The Biden administration included $100 million for developing critical minerals in its infrastructure bill, and in February it outlined 11 fundamental principles for mining reform. They emphasize the importance of establishing “strong responsible mining standards” to protect the environment “during exploration, discovery, active mining, reclamation, and post-closure.” But they also stress the need to build facilities to process the minerals once they are extracted.
Processing and refining are such dirty parts of the supply chain that they’ve traditionally been outsourced to countries where environmental regulations are more lax. Mike Maten, executive director of government affairs and electric vehicle strategy for General Motors’ public policy team, said these processes in the middle need to be thoughtfully discussed.
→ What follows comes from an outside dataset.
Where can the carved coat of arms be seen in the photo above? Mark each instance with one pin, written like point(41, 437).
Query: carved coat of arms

For example, nickel must be refined, processed and combined with other compounds into a cathode active material — what Maten refers to as “goop” — before it can be manufactured into a battery for an electric vehicle. The process for making this “goop” is energy intensive and not environmentally friendly. The U.S. currently has no nickel processing facilities.
Both Twin Metals and PolyMet say the minerals they extract in Minnesota will likely be exported for processing — and there’s no guarantee that they’ll be returned to the U.S. China currently controls 35% of global nickel processing and dominates worldwide processing of other critical minerals.
“There are really big conversations for this country to have as we move forward,” said Padilla, the Twin Metals chief regulatory officer. “Traditionally we have decided to put things like processing facilities in lower income and minority communities. Are we going to fairly manage some of these difficult issues or are we going to just continue to turn our backs on that responsibility?”